La cocina ya no huele a kerosene ni las paredes están negras por el hollín ni se necesita alcohol para “calentar” el reverbero. Ya el solar no se despierta con el ruido de la válvula de aire con la que avivaba la lumbre y la alergia de la señora no se revuelve por la peste a combustible requemado. Ya por la pequeña ventana no sale un humo gris y la comida no queda con ese lejano sabor a carburante. Ya no hay miedo de quedarse dormido y que las llamas trepen por la madera de la puerta. Ya no…
Ahora, el problema es la factura eléctrica. La olla arrocera que le dieron hace ya cinco años y que ha debido reparar una docena de veces. La hornilla que le entregaron en aquellos días de la llamada Revolución Energética y que parece tragarse vorazmente los kilovatios. El refrigerador chino con el que le sustituyeron su viejo Frigidaire… y que se pasa más horas descongelado que congelado. En fin, ahora la gran preocupación surge de la excesiva factura de letras azuladas que le ponen por debajo de la puerta.

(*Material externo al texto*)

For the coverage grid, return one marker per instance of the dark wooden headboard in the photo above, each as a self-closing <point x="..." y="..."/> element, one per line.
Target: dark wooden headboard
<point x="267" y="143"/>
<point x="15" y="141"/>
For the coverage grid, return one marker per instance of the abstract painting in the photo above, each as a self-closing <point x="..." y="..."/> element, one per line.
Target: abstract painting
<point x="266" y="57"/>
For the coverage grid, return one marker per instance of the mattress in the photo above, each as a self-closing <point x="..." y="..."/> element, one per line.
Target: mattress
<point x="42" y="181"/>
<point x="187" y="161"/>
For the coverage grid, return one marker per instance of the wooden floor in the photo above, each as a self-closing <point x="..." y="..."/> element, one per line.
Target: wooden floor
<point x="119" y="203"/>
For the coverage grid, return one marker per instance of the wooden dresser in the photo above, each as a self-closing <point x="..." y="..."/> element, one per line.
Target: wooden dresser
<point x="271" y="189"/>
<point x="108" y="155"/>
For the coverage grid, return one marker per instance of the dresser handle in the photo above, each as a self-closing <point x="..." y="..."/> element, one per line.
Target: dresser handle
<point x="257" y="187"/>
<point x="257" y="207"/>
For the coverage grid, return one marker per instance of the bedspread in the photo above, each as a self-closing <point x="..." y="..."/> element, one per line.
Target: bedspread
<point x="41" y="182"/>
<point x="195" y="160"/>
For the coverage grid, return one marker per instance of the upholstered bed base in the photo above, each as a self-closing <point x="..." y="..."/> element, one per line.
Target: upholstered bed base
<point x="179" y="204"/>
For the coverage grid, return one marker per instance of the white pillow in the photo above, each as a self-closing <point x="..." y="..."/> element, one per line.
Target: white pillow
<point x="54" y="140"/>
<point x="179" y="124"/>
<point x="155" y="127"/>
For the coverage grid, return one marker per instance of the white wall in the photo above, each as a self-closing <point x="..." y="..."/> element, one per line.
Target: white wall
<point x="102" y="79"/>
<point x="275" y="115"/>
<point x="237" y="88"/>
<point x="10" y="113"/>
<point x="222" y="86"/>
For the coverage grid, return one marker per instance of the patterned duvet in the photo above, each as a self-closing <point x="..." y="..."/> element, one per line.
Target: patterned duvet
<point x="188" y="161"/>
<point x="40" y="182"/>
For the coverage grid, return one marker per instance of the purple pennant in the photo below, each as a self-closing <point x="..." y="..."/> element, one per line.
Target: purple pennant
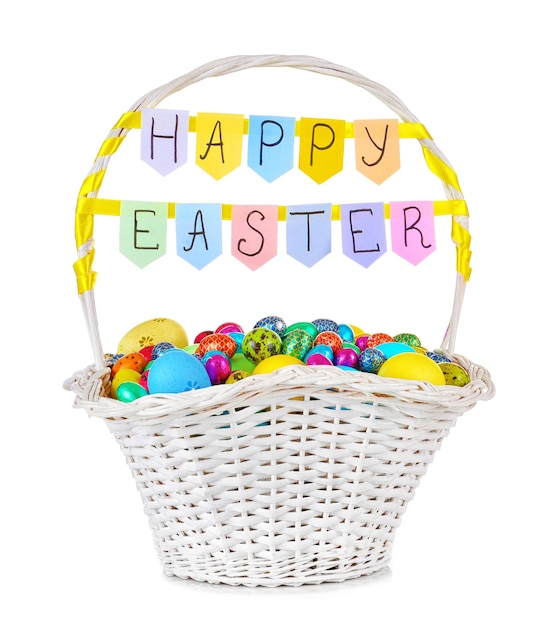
<point x="363" y="232"/>
<point x="412" y="227"/>
<point x="308" y="232"/>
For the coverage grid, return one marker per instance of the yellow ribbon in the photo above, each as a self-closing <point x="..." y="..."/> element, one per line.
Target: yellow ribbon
<point x="86" y="278"/>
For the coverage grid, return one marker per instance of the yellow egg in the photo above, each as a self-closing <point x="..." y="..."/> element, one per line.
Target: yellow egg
<point x="356" y="330"/>
<point x="123" y="376"/>
<point x="272" y="363"/>
<point x="150" y="333"/>
<point x="412" y="366"/>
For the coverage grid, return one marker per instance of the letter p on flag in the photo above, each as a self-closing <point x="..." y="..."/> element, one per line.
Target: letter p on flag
<point x="164" y="139"/>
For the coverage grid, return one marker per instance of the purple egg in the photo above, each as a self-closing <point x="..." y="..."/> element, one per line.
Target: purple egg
<point x="361" y="341"/>
<point x="347" y="357"/>
<point x="218" y="368"/>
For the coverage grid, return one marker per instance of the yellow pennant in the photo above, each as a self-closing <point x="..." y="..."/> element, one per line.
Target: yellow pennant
<point x="219" y="143"/>
<point x="321" y="147"/>
<point x="377" y="148"/>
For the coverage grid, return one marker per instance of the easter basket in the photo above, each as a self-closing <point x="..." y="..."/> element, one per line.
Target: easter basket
<point x="300" y="475"/>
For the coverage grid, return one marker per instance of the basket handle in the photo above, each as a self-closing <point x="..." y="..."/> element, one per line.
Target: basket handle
<point x="436" y="161"/>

Si antes se le iba el día en buscar el combustible, ahora se le va la pensión en los altos costos de la electricidad. Cuando utiliza la hornilla y el calentador de agua al menos tres veces a la semana, ya sabe que deberá destinar el 80 % de su jubilación para costear el gasto de energía. Ha pasado de una dificultad angustiosa a otra desesperante. Cambió el techo lleno de tizne por varios días al mes sin servicio eléctrico por falta de pago. Antes podía quejarse, blasfemar, gritarle a la hornilla, clamar a los cuatro vientos porque aquel maldito fogón la tenía muy cansada. Ahora ya no, porque todo esto ha sido “idea del Comandante”, un “programa del Comandante”.